Lundi, la Turquie a été touchée en plein cœur. De violents tremblements de terre ont secoué le pays et fait de nombreuses victimes au sein de la population. Présent sur place, Kévin Soni a vu sa vie prendre un terrible tournant en quelques minutes. Le joueur d’Hatayspor est encore choqué mais il mesure aussi la chance qu’il a d’être encore en vie aujourd’hui. Pour Foot Mercato, l’international camerounais âgé de 24 ans revient avec beaucoup d’émotion sur ce jour où tout a basculé.
Foot Mercato : Kévin, on a avant tout envie de vous demander comment allez-vous ?

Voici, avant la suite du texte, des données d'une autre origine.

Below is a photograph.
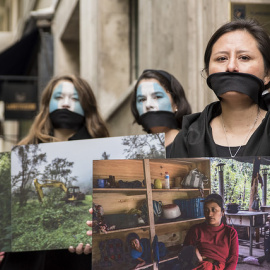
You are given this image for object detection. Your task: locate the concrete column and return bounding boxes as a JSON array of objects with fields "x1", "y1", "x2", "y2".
[{"x1": 80, "y1": 0, "x2": 98, "y2": 95}]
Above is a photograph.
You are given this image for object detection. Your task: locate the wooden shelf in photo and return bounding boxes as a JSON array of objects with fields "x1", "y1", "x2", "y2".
[
  {"x1": 155, "y1": 217, "x2": 205, "y2": 227},
  {"x1": 95, "y1": 225, "x2": 150, "y2": 235},
  {"x1": 152, "y1": 188, "x2": 210, "y2": 192},
  {"x1": 93, "y1": 188, "x2": 146, "y2": 194}
]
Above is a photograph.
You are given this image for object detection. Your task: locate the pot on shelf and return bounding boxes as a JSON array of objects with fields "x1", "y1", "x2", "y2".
[
  {"x1": 162, "y1": 204, "x2": 181, "y2": 219},
  {"x1": 226, "y1": 203, "x2": 239, "y2": 214}
]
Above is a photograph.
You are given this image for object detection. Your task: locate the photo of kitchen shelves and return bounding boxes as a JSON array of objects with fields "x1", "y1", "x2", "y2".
[{"x1": 92, "y1": 158, "x2": 211, "y2": 270}]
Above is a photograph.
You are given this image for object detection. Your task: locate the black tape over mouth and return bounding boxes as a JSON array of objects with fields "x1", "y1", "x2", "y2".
[{"x1": 206, "y1": 72, "x2": 265, "y2": 104}]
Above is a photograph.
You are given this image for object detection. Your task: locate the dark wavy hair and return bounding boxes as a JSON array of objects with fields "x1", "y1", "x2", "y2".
[
  {"x1": 203, "y1": 18, "x2": 270, "y2": 88},
  {"x1": 131, "y1": 69, "x2": 191, "y2": 128}
]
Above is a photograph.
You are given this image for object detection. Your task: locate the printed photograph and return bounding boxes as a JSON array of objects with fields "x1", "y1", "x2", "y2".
[
  {"x1": 0, "y1": 153, "x2": 11, "y2": 251},
  {"x1": 6, "y1": 134, "x2": 165, "y2": 251},
  {"x1": 92, "y1": 157, "x2": 270, "y2": 269}
]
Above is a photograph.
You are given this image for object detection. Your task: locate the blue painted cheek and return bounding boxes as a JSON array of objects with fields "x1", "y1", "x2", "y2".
[
  {"x1": 74, "y1": 101, "x2": 84, "y2": 116},
  {"x1": 49, "y1": 84, "x2": 63, "y2": 113},
  {"x1": 154, "y1": 83, "x2": 173, "y2": 112},
  {"x1": 49, "y1": 98, "x2": 58, "y2": 113},
  {"x1": 136, "y1": 85, "x2": 143, "y2": 115}
]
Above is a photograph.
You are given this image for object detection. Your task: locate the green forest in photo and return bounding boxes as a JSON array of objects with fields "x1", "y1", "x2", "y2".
[
  {"x1": 0, "y1": 153, "x2": 11, "y2": 251},
  {"x1": 12, "y1": 194, "x2": 92, "y2": 251},
  {"x1": 210, "y1": 158, "x2": 270, "y2": 210}
]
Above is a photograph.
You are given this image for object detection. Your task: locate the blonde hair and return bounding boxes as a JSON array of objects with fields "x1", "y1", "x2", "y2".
[{"x1": 18, "y1": 75, "x2": 109, "y2": 145}]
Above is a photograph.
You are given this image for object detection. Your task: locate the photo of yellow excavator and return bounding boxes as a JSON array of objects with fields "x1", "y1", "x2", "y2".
[{"x1": 34, "y1": 179, "x2": 85, "y2": 204}]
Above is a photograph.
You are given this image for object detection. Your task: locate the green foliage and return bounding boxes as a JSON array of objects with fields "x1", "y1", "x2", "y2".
[
  {"x1": 11, "y1": 144, "x2": 47, "y2": 207},
  {"x1": 0, "y1": 153, "x2": 11, "y2": 251},
  {"x1": 12, "y1": 195, "x2": 92, "y2": 251},
  {"x1": 211, "y1": 158, "x2": 264, "y2": 210},
  {"x1": 122, "y1": 134, "x2": 165, "y2": 159}
]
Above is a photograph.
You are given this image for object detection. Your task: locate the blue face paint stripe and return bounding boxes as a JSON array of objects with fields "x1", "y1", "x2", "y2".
[
  {"x1": 49, "y1": 84, "x2": 63, "y2": 113},
  {"x1": 136, "y1": 85, "x2": 143, "y2": 115},
  {"x1": 49, "y1": 83, "x2": 84, "y2": 116},
  {"x1": 136, "y1": 82, "x2": 173, "y2": 115},
  {"x1": 154, "y1": 83, "x2": 172, "y2": 112},
  {"x1": 74, "y1": 87, "x2": 84, "y2": 116}
]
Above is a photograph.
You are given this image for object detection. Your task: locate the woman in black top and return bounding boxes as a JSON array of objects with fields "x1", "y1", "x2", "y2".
[
  {"x1": 131, "y1": 69, "x2": 191, "y2": 157},
  {"x1": 0, "y1": 75, "x2": 109, "y2": 270},
  {"x1": 170, "y1": 19, "x2": 270, "y2": 158}
]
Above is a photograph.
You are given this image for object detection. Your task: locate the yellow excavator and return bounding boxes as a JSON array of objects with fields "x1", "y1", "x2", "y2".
[{"x1": 34, "y1": 179, "x2": 85, "y2": 203}]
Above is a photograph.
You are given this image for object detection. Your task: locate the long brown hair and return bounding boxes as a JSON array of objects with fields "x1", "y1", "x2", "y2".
[{"x1": 18, "y1": 75, "x2": 109, "y2": 145}]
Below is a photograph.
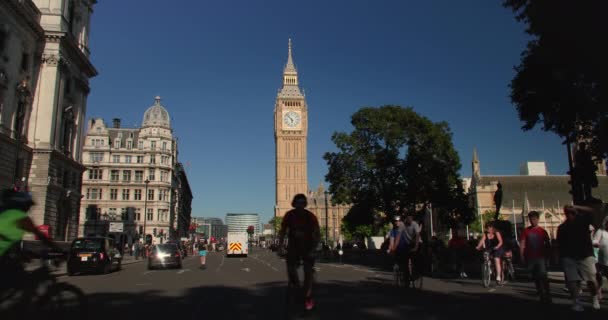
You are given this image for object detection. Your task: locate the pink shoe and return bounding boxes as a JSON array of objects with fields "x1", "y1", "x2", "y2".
[{"x1": 304, "y1": 297, "x2": 315, "y2": 311}]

Kévin Soni : ça va… Franchement, c’est une épreuve que je n’avais jamais vécue auparavant. C’est vraiment quelque chose qu’on ne prévoit pas et qui vous marque à vie. On dit souvent que dans la vie on ne sait jamais. Je peux vous dire que j’ai vraiment vu pourquoi on dit qu’on ne sait jamais il y a quelques jours. Sur le coup, je me suis dit c’est la fin du monde et la fin tout court. J’ai vu des gens mourir à côté de moi. Je suis traumatisé. Aujourd’hui, je réalise que la vie ne tient qu’à un fil. C’est dans ces moments-là qu’on se rend compte que tout est vanité. Tout le monde abandonne sa maison, ses voitures, et cherche un endroit où se réfugier. C’était vraiment une situation digne d’un film sur Netflix sauf que c’était la réalité malheureusement. C’est le truc qui m’a le plus choqué depuis que j’ai commencé à jouer au football et dans ma vie. Je n’aurais jamais pensé vivre quelque chose comme ça.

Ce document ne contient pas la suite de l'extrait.